Oleh : DR. Masri Sitanggang
SUARAUMAT.ID - Seorang guru besar salah satu perguruan tinggi Islam (tak perlulah kusebut namanya) mengatakan, dakwah di Indonesia telah mengalami kemajuan pesat. Indikatornya, katanya, antara lain bahwa pakaian muslim sudah membudaya, masjid yang dulunya diisi oleh para lansia kini ramai oleh kalangan muda, peminat umroh dan haji sudah ngantri, zakat-infaq sadaqah dan wakaf berkembang, begitu juga dengan semangat melakukan ibadah qurban terus meningkat dari tahun ke tahun.
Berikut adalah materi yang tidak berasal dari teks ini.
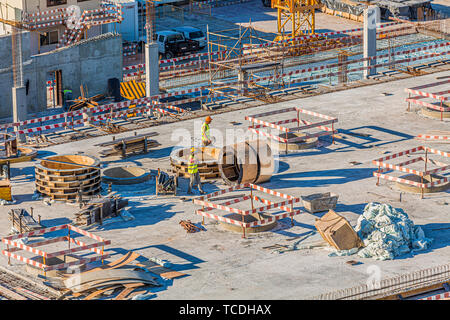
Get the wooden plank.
[94,132,159,147]
[83,285,122,300]
[113,282,146,300]
[0,285,29,300]
[136,261,186,279]
[14,287,50,300]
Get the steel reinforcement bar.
[311,264,450,300]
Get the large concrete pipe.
[219,140,274,185]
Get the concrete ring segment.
[102,167,151,185]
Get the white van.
[173,26,207,49]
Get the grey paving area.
[0,71,450,299]
[212,0,362,33]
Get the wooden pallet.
[8,209,43,233]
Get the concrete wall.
[0,32,123,118]
[22,0,100,13]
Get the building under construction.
[0,0,450,304]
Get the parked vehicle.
[155,31,200,59]
[173,26,207,49]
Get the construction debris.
[180,220,202,233]
[75,196,128,226]
[355,202,432,260]
[95,132,160,158]
[301,192,339,213]
[156,168,178,196]
[315,210,363,250]
[8,208,43,233]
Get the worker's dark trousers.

Sebagai salah seorang pembicara dalam seminar itu, aku tidak dalam kapasitas membanding dan oleh karenanya aku pun tidak menanggapi pemikiran sang Guru Besar. Aku menganggap pikiran beliau itu tidak mewakili para intlektual Islam dan para pelaku dakwah. Soalnya, menurutku, terlalu sederhana bila melihat dakwah dengan cara yang ia sampaikan.
Tetapi aku agaknya keliru. Setelah beberapa waktu berlalu, kudapati pikiran itu ternyata ada di banyak benak para tokoh Islam. Mereka puas dengan capaian dakwah sebagaimana yang digambarkan sang Professor. Ini, tenu saja, mencemaskan kita yang menekuni dakwah ilallah dan oleh karena itu perlu diluruskan. Apalagi fakta menunjukkan, saat ini, dakwah justeru mengahadapi berbagai cabaran yang kian hari kian berat.
Kekeliruan pandangan Sang Professor --dan mereka yang sealiran dengannya, bertitiktolak dari kekurangtepatan memahami hakekat Dakwah Islamiyah : apa sesungguhnya missi dakwah dan mana “titik” –sebagai ultimate goal, yang akan dicapai ? Sederhananya, sebutlah disorientasi.
Kekeliruan ini bisa juga dilihat sebagai indikator masih kuatnya pengaruh pemikiran Snouck Hurgronje –meski sudah merdeka tiga per empat abad, yang diterapkan oleh penjajah Belanda di negeri ini. Islam diarahkan kepada pelaksanaan ibadah-ibadah ritual; dan oleh karenanya, itulah yang dianggap tugas dakwah sekaligus ukuran keberhasilan dakwah.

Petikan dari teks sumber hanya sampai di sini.